В коридоре на улице, возле дома, вечером, часов в шесть или в девять, когда тусклое солнце не то куда-то для чего-то садилось, не то откуда-то зачем-то всходило, Сашка увидел кошку. Ему показалось, будто бы она что-то хочет сказать. До сей поры с кошками Сашке разговаривать ещё не доводилось. Он, в общем-то, был не прочь побеседовать с худенькой хвостатой красоткой, напомнившей ему сказку Борга про ливийскую рысь, которая могла в нужное для себя время превращаться в пуму или даже в гепарда, или даже – по свидётельству тувинских горных пастухов – в среднего калибра тигра; такие теперь, говорят, в изобилии живут и плодятся в южном Уэльсе. Правда, Сашка не знал, о чём кошка хочет ему рассказать. Если бы Сашка не умер совсем молодым, то он наверняка смог бы вникнуть в неожиданную дилемму, и разобраться что там и к чему. Ведь и учителя начальной школы, и продавцы из обувного ларька, и декан из народного университета, и милиционер из соседнего города, и косоглазый, но добрый и незлопамятный телеведущий – все отмечали Сашкину восприимчивость к новым веяниям. Только худенькая кошка оказалась слепой и безглазой. Как только Сашка сделал нерешительный шаг в её сторону, она фыркнула и прыгнула на крышу соседнего пятнадцатиэтажного дома. Сашка растерянно выругался и недовольно лёг на скамейку возле входа в его вечно загаженный подъезд. Однако на шаткой дореволюционной скамейке фиолетово-утробного цвета уже лежала леди Сильвия.
– Зачем же вы ругаетесь, когда ложитесь на скамейку, на которой я лежу уже три четверти часа? – спросила, приветливо улыбаясь, леди Сильвия.
Ей понравился этот нестарый ещё молодой человек, напоминающий чем-то стрелка из лука на серии гравюр Эскайла; многие, правда, считали голландского графика эпигоном и предпочитали посещать экспозиции других мастеров, пусть и менее известных, зато не столь скупых на проявление собственного дарования. Сашка растерянно почесал лоб. Ему почему-то захотелось о многом рассказать изящной полуодетой леди Сильвии: и о том, как он занимался частичной любовью с незнакомой девушкой в грузовом лифте, и что незнакомая ему возлюбленная в лифте была выше его примерно на две-три головы, и также о том, какими злыми и недобрыми оказались люди на другом берегу реки, и ещё про свою мать рассказать, про Таисию Викторовну, в течении тридцати лет подряд занимавшуюся в свободное от основной работы время коллекционированием болгарских обоев, и ещё о многом, и ещё о другом.

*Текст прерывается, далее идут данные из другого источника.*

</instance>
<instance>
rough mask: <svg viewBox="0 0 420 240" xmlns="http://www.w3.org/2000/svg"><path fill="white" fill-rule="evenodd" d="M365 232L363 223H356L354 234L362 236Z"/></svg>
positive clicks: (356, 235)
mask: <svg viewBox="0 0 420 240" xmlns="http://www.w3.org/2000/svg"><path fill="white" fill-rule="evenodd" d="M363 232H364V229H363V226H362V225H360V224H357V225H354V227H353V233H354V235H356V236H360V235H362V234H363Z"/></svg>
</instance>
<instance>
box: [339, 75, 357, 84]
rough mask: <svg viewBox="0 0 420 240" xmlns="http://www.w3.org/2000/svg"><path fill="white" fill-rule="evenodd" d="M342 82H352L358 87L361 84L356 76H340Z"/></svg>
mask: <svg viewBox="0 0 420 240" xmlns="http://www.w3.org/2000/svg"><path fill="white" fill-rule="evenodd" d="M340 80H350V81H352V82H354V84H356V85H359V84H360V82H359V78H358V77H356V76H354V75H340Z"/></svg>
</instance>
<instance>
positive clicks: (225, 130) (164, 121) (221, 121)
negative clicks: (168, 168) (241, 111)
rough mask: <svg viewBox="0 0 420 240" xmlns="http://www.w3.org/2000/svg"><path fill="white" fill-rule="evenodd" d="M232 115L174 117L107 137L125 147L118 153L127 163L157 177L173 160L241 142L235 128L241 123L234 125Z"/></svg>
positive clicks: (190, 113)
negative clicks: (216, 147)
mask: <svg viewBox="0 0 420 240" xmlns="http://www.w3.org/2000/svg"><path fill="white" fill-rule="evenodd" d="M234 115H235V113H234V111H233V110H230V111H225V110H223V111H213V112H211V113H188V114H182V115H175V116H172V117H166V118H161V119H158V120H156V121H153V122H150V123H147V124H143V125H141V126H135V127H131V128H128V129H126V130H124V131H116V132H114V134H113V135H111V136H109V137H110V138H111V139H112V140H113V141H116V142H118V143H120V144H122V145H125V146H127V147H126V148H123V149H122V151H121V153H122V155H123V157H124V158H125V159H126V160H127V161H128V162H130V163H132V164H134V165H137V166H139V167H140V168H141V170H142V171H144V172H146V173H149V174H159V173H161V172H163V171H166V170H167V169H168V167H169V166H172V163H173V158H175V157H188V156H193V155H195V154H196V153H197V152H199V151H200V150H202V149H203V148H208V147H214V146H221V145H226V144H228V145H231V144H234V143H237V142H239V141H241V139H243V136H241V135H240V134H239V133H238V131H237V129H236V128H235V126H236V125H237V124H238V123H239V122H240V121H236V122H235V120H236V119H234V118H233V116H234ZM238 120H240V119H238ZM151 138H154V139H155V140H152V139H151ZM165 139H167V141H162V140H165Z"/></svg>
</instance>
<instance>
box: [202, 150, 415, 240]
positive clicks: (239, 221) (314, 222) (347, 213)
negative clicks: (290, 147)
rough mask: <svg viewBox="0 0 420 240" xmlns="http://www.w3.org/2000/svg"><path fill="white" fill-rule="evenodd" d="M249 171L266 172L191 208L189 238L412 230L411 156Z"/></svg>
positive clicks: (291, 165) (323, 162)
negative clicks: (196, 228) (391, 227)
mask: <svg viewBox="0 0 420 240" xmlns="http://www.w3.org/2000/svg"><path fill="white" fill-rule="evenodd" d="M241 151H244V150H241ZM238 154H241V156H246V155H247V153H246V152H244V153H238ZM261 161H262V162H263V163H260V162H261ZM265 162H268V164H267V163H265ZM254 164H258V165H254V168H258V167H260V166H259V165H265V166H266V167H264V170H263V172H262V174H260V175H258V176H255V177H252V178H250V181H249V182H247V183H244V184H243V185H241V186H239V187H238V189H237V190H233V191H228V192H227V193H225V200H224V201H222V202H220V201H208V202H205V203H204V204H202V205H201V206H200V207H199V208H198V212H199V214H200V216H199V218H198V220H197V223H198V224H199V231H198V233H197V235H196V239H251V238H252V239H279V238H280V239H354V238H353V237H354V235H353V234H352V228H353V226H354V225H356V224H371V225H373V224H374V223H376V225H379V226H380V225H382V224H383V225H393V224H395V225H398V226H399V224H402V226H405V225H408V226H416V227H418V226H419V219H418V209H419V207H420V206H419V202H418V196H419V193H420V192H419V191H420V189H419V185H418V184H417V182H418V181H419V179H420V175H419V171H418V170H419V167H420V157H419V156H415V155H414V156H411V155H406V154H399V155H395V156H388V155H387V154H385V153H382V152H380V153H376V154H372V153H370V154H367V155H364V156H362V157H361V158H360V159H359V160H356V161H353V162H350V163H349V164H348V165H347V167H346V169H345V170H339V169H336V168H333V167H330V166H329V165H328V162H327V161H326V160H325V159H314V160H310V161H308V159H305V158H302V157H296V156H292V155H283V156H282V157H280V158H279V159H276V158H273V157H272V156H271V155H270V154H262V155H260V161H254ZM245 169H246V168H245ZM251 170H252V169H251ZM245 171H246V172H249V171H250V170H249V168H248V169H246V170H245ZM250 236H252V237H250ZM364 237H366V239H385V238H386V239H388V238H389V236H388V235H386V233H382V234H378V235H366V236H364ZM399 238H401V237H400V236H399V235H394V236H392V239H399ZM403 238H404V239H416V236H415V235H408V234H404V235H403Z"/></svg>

– Нет, не стоит мне ничего рассказывать, – смеясь сказала леди Сильвия. – Я ведь всё это знаю!
Она хотела было добавить, что известно ей и то, что Сашка умрёт совсем молодым, и тут же вспомнила, что Сашка, напомнивший ей стрелка из лука на серии гравюр Эскайла, преотлично знает о том же, о чём знала и она, и что ещё он знает и о том, что она, леди Сильвия, знает всё об этой ветви его знания. Поэтому вскоре они сменили тему так и не начавшегося разговора. Тоже происходило и в дальнейшем, во время их последующих встреч и бесед. До той самой злосчастной майской поры, когда Сашка умер совсем молодым.
И даже потом – надеюсь, это никому не покажется странным – всё продолжилось, только на несколько другом временном витке; уже скончалось лето, и почти голый октябрь прятался во тьме, и зимняя метель сварливо бушевала вокруг всего, и почти год прошёл – или два, или даже три – да и не всё ли равно сколько, ведь точно никто не знал и не считал никогда; и возле станции метро «Василеостровская» в большом северном городе по-прежнему, как в прошлом столетии, пахло пирожками с капустой и с мясом, и рваными газетами, а изящная полуодетая леди Сильвия и Сашка, который умер совсем молодым, всё продолжали и продолжали свои загадочные беседы. Начатые на дореволюционной скамейке фиолетово-утробного цвета. На той самой шаткой скамейке, на которой когда-то лежала леди Сильвия.